Markers with high-contrast patterns are commonly used to improve the accuracy of image intensity-based motion estimation techniques. It has been proven that the phase, which can be extracted by using quadrature pair filters, is more robust to light condition changes than the intensity of the image. However, the marker design for utilizing and stabilizing the phases using phase-based motion estimation has rarely been studied, and errors from the nonlinear phase and sub-pixel motion due to the unique phase extraction process still need to be considered. Herein, we introduce a robust and accurate phase-based 2D motion estimation technique using a novel marker comprising an array of evenly spaced white squares and two complex Gabor filters. The causes of the nonlinear phase error and the sub-pixel motion error and their effects on motion estimation were established. With the novel marker design, the nonlinear phase error can be attenuated by using appropriate filter parameters while the sub-pixel motion error can be controlled by adjusting the marker orientations. The pattern of evenly spaced squares in an array also maximizes the filter response to improve the robustness of phase-based motion estimation against image noise. Experimental demonstrations of the two types of errors were carried out on a building structure by comparing the results from the proposed technique and laser Doppler velocimetry. The anti-noise performances were compared to the other markers, the Kernel-Based Optical Sensor, and the image intensity-based optical flow technique at various noise levels. The proposed technique was also applied to a real gas booster in low-light conditions with a maximum vibrating amplitude of 0.05 mm, which further demonstrated its accuracy and robustness.

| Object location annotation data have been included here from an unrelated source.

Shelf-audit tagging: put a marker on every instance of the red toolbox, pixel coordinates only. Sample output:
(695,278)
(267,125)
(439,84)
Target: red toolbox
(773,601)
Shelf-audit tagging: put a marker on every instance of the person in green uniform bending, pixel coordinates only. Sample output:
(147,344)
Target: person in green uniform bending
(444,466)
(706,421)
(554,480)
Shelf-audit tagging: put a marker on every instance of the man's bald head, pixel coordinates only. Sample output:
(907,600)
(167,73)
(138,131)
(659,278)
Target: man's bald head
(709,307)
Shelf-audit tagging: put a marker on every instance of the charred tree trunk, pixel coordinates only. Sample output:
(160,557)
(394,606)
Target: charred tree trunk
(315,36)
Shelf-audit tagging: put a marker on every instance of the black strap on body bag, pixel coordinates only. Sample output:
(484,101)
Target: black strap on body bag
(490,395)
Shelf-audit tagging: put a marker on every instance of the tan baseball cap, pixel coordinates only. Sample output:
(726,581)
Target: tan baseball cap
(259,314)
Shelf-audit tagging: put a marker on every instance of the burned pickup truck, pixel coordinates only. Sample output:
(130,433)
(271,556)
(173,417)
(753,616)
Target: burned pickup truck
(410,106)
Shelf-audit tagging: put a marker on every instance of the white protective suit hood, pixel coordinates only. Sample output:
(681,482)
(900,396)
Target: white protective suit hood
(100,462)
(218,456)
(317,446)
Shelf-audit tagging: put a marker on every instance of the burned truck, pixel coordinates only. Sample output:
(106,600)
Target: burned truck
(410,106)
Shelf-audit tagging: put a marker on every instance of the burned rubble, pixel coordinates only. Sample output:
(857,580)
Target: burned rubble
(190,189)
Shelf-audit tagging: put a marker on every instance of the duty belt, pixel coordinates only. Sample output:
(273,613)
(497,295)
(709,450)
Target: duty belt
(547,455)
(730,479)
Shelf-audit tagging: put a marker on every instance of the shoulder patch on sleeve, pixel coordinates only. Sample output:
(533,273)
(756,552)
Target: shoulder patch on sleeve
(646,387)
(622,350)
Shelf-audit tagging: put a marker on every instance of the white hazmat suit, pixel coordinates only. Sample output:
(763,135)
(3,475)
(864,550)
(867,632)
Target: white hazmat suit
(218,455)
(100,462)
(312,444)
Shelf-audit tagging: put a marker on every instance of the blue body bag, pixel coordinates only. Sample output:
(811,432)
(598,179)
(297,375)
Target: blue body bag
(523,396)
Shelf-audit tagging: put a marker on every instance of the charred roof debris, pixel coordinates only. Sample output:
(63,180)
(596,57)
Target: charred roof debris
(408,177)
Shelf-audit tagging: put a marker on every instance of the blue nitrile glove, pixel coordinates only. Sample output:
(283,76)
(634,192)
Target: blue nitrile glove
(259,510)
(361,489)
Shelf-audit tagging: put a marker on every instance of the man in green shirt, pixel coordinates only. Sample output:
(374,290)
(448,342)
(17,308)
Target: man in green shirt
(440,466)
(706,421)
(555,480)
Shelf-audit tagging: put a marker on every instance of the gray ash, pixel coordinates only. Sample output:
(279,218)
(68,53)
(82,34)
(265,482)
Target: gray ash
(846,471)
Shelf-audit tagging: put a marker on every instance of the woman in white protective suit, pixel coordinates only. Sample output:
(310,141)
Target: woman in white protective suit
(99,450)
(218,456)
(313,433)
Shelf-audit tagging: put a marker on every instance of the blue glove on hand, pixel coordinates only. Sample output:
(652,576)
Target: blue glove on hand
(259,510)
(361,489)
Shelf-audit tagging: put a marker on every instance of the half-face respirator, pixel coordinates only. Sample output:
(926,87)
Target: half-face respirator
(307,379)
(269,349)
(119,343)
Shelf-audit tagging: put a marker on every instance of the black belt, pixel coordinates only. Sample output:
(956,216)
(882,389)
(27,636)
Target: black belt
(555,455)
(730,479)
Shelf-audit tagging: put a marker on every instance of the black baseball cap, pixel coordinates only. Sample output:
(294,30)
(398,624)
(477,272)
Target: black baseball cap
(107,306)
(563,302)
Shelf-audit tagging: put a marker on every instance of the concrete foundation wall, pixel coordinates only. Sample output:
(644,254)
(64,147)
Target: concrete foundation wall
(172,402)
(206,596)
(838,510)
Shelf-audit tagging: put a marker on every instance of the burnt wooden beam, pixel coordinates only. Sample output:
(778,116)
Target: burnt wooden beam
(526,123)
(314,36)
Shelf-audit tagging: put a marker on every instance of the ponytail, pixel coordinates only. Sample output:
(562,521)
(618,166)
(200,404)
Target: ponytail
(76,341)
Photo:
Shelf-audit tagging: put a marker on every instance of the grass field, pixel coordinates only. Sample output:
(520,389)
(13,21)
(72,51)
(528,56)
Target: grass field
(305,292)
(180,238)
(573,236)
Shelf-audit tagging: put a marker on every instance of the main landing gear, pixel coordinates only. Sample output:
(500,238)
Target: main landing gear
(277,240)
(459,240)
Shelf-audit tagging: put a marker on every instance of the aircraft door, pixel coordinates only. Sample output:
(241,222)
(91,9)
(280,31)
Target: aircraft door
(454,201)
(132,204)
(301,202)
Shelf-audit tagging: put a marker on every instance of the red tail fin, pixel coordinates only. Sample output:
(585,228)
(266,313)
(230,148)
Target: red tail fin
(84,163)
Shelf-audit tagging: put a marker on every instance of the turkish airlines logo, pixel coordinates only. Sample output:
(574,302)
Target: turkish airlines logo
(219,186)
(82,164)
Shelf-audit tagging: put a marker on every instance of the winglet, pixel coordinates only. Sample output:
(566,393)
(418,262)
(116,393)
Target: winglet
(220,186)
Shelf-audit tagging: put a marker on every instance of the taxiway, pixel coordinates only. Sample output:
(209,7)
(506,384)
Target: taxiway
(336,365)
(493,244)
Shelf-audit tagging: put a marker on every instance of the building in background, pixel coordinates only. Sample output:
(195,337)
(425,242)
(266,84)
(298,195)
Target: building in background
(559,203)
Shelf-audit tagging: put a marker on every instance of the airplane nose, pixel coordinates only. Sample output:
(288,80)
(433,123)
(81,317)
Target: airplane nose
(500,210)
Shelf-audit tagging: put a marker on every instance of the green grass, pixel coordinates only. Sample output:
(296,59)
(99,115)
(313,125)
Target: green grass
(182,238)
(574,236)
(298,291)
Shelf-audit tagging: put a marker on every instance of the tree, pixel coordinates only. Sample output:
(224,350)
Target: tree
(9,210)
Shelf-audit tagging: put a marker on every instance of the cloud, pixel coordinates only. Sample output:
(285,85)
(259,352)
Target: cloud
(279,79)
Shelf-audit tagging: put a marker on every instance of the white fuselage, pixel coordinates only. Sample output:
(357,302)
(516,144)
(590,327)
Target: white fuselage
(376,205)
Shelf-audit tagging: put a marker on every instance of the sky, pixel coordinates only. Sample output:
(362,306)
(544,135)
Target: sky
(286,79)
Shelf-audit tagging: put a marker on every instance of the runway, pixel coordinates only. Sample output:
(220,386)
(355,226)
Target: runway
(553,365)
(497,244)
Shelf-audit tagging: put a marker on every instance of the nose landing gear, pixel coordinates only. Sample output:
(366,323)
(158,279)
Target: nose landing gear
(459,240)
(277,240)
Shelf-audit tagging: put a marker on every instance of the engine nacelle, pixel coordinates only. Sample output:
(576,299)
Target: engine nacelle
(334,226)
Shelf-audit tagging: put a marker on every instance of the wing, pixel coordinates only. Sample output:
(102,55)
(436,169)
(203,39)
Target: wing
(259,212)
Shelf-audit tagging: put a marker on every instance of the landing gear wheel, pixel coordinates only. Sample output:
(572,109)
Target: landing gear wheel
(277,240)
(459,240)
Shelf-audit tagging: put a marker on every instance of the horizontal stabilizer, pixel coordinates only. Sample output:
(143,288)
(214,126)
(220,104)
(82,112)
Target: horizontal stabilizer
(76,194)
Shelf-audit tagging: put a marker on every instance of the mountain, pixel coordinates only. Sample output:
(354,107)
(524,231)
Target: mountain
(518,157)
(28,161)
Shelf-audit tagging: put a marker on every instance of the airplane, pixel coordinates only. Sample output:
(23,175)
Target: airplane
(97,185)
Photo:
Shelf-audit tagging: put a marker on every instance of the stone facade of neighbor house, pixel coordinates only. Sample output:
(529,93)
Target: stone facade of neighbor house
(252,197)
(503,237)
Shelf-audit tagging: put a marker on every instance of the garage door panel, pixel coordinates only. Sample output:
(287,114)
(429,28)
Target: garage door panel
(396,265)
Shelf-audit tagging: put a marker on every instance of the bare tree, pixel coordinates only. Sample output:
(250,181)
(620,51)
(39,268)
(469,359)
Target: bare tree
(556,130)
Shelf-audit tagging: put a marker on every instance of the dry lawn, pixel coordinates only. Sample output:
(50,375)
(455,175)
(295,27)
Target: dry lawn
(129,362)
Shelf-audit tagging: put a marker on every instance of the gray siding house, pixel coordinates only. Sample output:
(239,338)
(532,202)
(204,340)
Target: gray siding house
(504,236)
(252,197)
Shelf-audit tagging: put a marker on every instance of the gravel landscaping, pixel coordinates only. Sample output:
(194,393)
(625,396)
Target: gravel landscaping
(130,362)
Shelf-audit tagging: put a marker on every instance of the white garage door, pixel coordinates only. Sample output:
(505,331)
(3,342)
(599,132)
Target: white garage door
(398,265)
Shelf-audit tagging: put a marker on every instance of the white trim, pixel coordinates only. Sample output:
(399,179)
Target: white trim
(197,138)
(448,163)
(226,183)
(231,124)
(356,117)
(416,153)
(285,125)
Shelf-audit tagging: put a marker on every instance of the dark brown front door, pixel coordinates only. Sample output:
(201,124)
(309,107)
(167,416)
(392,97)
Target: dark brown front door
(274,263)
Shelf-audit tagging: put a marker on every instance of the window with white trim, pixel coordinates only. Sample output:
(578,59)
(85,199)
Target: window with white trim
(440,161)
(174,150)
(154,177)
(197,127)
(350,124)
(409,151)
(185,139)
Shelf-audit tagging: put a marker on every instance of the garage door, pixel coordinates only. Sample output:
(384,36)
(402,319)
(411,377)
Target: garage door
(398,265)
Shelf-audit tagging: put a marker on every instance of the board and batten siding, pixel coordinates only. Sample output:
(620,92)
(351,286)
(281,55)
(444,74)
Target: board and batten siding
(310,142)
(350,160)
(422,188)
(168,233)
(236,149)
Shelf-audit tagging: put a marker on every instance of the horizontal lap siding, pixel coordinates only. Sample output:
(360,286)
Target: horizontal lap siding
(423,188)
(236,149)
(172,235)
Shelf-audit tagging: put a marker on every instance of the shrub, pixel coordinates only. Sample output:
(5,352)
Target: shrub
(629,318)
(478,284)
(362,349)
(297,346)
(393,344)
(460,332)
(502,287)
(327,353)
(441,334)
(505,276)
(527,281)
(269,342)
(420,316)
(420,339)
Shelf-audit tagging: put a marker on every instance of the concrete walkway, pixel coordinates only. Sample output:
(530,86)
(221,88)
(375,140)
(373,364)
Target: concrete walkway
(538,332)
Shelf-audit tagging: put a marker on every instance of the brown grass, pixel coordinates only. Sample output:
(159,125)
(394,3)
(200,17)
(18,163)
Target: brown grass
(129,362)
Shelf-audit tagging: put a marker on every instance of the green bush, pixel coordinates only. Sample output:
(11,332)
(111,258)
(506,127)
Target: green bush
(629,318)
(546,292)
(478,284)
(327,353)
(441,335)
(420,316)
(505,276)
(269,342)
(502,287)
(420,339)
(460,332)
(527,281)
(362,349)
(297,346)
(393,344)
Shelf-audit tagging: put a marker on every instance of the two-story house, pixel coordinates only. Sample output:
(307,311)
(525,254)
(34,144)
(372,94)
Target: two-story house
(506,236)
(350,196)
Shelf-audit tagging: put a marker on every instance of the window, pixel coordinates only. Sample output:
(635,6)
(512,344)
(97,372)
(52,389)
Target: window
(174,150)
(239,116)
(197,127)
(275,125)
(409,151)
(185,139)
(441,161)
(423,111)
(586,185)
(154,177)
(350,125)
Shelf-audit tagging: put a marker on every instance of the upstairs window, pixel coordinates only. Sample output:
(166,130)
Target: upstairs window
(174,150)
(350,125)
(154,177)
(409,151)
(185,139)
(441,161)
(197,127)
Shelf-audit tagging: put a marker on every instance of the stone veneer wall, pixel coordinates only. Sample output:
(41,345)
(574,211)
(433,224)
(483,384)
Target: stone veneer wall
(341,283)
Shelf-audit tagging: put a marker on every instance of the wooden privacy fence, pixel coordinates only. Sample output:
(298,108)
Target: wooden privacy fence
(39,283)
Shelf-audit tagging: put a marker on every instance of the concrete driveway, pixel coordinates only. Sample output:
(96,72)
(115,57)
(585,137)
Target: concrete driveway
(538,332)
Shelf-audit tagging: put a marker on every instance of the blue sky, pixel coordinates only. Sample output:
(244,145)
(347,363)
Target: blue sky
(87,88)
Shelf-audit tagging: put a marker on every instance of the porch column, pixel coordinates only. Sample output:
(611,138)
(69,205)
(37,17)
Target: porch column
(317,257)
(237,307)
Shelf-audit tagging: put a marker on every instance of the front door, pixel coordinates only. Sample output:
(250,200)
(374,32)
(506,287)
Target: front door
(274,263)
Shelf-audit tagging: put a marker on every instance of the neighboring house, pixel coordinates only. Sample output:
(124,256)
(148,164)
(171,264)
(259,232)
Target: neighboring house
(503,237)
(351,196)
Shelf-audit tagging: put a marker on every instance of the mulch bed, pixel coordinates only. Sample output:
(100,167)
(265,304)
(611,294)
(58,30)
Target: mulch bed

具有高对比度图案的标记通常用于提高基于图像强度的运动估计技术的准确性。已经证明，可以通过使用正交对滤波器提取的相位比图像强度对光照条件变化更稳健。然而，很少研究使用基于相位的运动估计来利用和稳定相位的标记设计，并且由于独特的相位提取过程而导致的非线性相位和亚像素运动的误差仍然需要考虑。在此，我们介绍了一种稳健且准确的基于相位的 2D 运动估计技术，该技术使用一种新颖的标记，该标记包括一组均匀间隔的白色方块和两个复杂的 Gabor 滤波器。建立了非线性相位误差和亚像素运动误差的成因及其对运动估计的影响。通过新颖的标记设计，可以通过使用适当的滤波器参数来衰减非线性相位误差，同时可以通过调整标记方向来控制亚像素运动误差。阵列中均匀间隔的正方形图案还可以最大化滤波器响应，以提高基于相位的运动估计对图像噪声的鲁棒性。通过比较所提出的技术和激光多普勒测速仪的结果，在建筑结构上对两种类型的误差进行了实验演示。在各种噪声水平下，将抗噪声性能与其他标记、基于内核的光学传感器和基于图像强度的光流技术进行了比较。